Associate professor , University of MichiganEvgueni Filipov is an associate professor in the Department of Civil and Environmental Engineering and the Department of Mechanical Engineering at the University of Michigan. He leads the Deployable and Reconfigurable Structures Lab, where his research is focused on the structural mechanics of thin origami sheets. These unique geometric mechanics are explored and strategically tailored to create deployable, adaptable and functional systems at multiple scales. Through his work, Filipov has created reduced-order analytical models to simulate the mechanics and multi-physics of origami in various scenarios. His research has created origami designs that are stiff and lightweight to enable large-scale origami for applications in civil engineering and architecture. His work has also explored fabrication of functional micro-origami for sensing, robotics and testing of miniature matter.
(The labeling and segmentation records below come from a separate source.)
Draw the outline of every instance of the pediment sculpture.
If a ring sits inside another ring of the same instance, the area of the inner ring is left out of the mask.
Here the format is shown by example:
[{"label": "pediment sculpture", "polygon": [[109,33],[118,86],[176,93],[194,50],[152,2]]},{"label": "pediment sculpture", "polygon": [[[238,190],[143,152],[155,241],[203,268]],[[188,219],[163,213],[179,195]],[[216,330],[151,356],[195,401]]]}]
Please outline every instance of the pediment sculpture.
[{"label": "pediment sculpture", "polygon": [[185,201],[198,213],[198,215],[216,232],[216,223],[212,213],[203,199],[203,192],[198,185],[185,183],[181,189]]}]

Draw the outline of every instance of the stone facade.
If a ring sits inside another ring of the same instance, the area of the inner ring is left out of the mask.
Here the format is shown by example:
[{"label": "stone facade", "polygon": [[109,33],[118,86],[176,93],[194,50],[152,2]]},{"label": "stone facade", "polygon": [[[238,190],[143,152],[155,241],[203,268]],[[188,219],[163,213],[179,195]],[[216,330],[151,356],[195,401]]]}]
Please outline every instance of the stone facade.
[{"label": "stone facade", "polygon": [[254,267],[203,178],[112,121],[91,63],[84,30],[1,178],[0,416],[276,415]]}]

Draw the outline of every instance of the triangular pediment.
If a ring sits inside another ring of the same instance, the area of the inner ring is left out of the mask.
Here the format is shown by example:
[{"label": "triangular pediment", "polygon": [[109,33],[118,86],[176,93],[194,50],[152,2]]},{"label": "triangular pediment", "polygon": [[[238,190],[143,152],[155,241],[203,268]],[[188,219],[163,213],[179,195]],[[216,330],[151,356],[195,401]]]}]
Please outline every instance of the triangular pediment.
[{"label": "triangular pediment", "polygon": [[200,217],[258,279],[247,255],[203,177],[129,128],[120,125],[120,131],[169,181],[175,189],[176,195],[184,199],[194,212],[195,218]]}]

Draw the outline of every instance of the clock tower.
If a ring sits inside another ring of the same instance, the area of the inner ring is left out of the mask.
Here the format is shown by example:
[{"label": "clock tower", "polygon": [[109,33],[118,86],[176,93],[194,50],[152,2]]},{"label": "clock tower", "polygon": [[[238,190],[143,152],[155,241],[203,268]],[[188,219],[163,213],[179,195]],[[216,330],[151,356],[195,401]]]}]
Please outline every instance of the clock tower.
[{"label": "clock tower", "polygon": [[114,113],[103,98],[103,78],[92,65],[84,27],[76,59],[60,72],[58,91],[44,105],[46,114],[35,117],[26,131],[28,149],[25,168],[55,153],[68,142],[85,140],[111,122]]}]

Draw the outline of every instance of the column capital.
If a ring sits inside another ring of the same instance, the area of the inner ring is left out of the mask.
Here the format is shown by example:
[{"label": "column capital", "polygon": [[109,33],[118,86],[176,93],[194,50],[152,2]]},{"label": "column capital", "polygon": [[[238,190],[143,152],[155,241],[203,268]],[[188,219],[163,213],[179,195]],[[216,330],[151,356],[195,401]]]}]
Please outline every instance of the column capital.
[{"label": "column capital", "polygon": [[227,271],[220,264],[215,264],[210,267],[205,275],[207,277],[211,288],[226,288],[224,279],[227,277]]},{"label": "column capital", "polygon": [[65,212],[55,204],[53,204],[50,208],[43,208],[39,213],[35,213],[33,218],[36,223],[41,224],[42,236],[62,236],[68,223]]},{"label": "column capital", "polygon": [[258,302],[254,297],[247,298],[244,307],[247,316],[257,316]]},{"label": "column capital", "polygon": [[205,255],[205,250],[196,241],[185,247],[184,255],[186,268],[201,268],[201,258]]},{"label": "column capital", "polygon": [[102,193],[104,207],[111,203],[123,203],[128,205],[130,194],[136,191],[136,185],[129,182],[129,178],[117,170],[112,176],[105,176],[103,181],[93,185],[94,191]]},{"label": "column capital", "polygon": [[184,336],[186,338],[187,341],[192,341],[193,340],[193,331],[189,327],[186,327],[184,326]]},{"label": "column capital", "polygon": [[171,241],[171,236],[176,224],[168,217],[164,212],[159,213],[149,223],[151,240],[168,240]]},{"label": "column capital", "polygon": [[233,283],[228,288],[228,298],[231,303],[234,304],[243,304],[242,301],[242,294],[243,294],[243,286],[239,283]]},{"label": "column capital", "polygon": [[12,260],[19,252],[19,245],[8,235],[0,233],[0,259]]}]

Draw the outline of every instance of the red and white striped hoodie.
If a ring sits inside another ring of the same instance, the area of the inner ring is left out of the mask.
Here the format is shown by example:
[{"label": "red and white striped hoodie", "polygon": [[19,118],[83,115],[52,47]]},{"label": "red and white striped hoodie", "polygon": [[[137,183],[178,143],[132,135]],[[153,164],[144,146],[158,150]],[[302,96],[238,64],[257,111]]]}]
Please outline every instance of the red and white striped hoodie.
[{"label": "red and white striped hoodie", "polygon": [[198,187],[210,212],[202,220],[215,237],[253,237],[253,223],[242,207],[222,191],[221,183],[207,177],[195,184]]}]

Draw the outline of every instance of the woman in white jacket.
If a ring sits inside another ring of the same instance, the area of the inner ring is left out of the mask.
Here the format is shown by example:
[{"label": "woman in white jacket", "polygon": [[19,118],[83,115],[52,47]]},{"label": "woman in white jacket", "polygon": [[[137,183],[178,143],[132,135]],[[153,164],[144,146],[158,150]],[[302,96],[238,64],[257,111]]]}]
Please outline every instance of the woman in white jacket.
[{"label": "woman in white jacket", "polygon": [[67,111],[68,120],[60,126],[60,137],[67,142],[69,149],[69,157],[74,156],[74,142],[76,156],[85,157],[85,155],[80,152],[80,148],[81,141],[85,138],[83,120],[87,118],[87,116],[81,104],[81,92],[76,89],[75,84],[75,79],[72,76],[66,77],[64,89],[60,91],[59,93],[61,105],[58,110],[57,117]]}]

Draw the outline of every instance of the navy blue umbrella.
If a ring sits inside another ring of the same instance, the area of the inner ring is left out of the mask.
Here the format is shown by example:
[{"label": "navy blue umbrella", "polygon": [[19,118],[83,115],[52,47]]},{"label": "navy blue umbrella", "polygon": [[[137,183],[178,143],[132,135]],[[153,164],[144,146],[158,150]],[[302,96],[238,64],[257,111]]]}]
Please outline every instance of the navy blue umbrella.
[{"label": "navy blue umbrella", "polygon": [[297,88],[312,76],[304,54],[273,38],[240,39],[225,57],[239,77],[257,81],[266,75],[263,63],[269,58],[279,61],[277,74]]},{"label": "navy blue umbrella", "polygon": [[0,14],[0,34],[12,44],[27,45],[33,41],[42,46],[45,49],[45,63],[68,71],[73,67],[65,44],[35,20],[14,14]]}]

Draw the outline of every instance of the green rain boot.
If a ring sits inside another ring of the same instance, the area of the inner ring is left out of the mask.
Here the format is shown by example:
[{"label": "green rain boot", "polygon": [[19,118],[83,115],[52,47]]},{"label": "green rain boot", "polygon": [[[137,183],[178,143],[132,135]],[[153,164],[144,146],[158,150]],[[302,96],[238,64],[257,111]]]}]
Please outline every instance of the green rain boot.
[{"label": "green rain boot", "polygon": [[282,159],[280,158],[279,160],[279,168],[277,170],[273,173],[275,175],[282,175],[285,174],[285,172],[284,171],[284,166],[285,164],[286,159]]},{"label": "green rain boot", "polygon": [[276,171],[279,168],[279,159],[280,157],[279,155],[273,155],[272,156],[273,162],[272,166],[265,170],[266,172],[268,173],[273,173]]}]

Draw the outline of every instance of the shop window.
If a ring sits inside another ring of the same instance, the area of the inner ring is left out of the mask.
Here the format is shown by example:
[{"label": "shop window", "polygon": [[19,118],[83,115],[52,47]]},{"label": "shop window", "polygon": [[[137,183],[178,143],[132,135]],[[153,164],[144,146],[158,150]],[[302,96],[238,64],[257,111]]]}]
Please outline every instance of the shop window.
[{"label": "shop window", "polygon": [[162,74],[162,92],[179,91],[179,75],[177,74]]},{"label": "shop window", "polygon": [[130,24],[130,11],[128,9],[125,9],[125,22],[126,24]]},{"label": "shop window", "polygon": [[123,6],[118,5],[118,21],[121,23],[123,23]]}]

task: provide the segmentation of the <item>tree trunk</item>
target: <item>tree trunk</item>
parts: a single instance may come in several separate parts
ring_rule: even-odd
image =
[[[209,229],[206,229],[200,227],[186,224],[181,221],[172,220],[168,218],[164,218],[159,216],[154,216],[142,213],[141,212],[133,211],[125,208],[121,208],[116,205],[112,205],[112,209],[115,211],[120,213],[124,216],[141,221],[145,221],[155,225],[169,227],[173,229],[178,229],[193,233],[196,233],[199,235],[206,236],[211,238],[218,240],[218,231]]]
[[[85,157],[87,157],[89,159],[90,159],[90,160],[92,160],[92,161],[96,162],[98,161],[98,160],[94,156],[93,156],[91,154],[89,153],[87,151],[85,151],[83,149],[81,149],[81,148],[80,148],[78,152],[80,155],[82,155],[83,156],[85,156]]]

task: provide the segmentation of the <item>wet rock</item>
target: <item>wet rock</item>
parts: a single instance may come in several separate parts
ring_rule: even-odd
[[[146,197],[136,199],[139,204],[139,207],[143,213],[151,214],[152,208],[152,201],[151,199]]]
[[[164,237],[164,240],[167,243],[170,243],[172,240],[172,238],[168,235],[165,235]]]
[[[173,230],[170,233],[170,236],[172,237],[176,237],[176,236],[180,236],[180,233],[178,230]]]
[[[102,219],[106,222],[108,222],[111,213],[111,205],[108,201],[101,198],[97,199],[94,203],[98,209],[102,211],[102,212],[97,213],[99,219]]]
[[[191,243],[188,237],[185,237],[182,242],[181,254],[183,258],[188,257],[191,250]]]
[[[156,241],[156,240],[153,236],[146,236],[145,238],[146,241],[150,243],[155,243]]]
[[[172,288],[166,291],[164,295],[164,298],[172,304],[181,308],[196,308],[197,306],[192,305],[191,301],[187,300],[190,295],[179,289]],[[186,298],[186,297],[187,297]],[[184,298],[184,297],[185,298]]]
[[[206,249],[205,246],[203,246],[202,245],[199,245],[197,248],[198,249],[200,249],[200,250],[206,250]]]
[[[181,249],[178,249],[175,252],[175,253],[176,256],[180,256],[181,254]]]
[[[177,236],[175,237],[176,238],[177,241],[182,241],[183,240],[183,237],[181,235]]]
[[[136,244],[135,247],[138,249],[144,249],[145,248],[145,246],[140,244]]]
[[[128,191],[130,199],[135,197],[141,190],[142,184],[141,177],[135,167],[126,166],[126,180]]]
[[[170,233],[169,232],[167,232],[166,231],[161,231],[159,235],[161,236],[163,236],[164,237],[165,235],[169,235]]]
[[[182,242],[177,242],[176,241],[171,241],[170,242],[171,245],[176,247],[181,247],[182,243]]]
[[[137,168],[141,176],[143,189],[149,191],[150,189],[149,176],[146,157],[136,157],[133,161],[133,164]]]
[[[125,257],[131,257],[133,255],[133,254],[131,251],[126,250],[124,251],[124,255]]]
Filipov holds M.S. and Ph.D. degrees in civil engineering from the University of Illinois at Urbana-Champaign and a B.S. from Rensselaer Polytechnic Institute. At the University of Michigan, he teaches classes in mechanics, structural dynamics, and deployable and adaptable structures. He has received the ASCE EMI Leonardo da Vinci Award (2023), the NSF CAREER Award (2020), the DARPA Young Faculty Award (2018), the Cozzarelli Prize from the National Academy of Sciences (2015) and an NSF Graduate Research Fellowship.
Research Blurb
Evgueni Filipov’s current research has focused on the mechanics of thin origami sheets to create deployable, adaptable, and reconfigurable structures. Through the Simons Foundation Pivot Fellowship, he will enter the field of biomaterials where he will explore regenerative infrastructure made by growing mycelium fungus within a knitted fabric scaffold. He plans to explore the growth of mycelium hyphae (root) networks and their mechanical interactions with substrate materials and the kitted fabrics. He will characterize the fundamental mechanics of these biohybrid systems as they grow, strengthen, fail, and self-heal over their lifecycle. Filipov will also create mechanics-based models to simulate, design and optimize the behavior of biohybrid systems. Ultimately this effort will create low-cost regenerative infrastructure with a small CO2 footprint that can grow, strengthen, regrow and self-heal over time.